Hello there,
I am working on DE analysis on two groups of total reads count from a RNAseq data using edgeR. I am not super experienced in edgeR, but I have used this same R script on some other dataset previously and that worked fine, but this time for some reason after I filtered out the non significantly differentially expressed genes (DE=0) in the edgeR output file, there are still 100+ genes (whose DE= 1 or -1) having FDR values > 0.05. I double checked the script and compared with the edgeR manual, but just could not figure out how that happened. Can anybody please help me?? Thank you so much.
Below is my R script:
x <- read.delim("~/Desktop/miRNA275 project/RNAseq/TotalReads.txt", sep = "\t",row.names = 1)
head (x)
group <- factor(c("3xant", "3xant", "3xant","Scr", "Scr", "Scr"))

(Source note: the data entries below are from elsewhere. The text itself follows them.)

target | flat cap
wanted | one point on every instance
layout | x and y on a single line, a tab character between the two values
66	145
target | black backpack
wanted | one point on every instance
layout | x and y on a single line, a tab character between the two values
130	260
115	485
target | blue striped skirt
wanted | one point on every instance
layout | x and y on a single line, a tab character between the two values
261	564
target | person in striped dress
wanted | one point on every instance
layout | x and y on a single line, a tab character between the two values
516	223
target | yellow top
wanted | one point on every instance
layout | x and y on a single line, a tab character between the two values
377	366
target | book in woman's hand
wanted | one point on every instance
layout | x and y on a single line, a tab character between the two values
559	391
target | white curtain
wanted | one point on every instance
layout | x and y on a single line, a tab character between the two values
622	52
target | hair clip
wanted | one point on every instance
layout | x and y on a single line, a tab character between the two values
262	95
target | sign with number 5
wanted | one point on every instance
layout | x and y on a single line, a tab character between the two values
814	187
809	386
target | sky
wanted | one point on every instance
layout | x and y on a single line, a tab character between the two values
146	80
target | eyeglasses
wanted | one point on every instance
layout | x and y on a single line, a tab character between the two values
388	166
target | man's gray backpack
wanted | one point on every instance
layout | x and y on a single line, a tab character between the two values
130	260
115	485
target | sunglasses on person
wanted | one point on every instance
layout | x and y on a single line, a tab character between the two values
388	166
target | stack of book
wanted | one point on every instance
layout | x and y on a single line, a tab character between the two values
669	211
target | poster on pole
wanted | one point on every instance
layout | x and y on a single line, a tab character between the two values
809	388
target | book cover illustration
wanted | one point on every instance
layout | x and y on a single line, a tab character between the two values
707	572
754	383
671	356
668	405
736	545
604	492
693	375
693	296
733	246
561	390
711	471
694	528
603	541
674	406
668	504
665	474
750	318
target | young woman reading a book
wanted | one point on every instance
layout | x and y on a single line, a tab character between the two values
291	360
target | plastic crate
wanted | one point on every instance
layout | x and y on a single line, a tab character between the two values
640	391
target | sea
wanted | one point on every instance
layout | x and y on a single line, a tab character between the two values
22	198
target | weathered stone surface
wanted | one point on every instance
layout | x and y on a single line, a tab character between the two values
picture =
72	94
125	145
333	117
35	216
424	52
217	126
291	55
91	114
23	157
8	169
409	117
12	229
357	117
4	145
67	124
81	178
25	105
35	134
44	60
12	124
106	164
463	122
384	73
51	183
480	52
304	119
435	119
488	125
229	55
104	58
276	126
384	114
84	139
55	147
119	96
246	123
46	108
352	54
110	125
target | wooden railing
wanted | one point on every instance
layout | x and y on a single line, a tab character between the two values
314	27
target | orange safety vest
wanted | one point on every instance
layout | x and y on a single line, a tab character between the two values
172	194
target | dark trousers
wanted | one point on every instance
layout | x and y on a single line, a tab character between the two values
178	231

group <- relevel(group,ref = "Scr")
y <- DGEList(counts=x,group=group)
keep <- rowSums(cpm(y)>1) >= 2
y <- y[keep, , keep.lib.sizes=FALSE]
y <- calcNormFactors(y)
y$samples
design <- model.matrix(~group)
y <- estimateDisp(y,design)
fit <- glmFit(y,design)
lrt <- glmLRT(fit,coef = 2)
topTags(lrt)
topGenes <- topTags(lrt, n=Inf)
summary(de <- decideTests(lrt))
logcpm <- cpm(y, prior.count = 2, log = TRUE)
DE_data <- topGenes$table
counts <- fit$counts
countsdf <- as.data.frame(counts)
data_combined <- merge(DE_data, countsdf, by="row.names")
gene_names <- subset(x, keep)
data_combined$description <- gene_names$Description
data_combined$de <- de
write.csv(data_combined, file = "~/Desktop/EdgeRResult.csv")
The edgeR part of your script looks fine, but then the script does strange things that don't seem to make any sense. The file you have created is not a list of DE genes.
What are you trying to do? Why don't you just use the topTags table from edgeR?
Thanks for your quick reply Gordon!
I was trying to combine the original read count file with the edgeR output data, so I can look at the read counts under each gene in different samples. I also wanted to have an additional column called "DE". if DE=1, then it's up regulated; if DE=-1, then it's down regulated; if DE=0, it's not significantly different.
My problem was that in the final output there are some genes FDR > 0.05 but was categorized under DE= 1 or - ,which should not happen. I'm not sure what went wrong.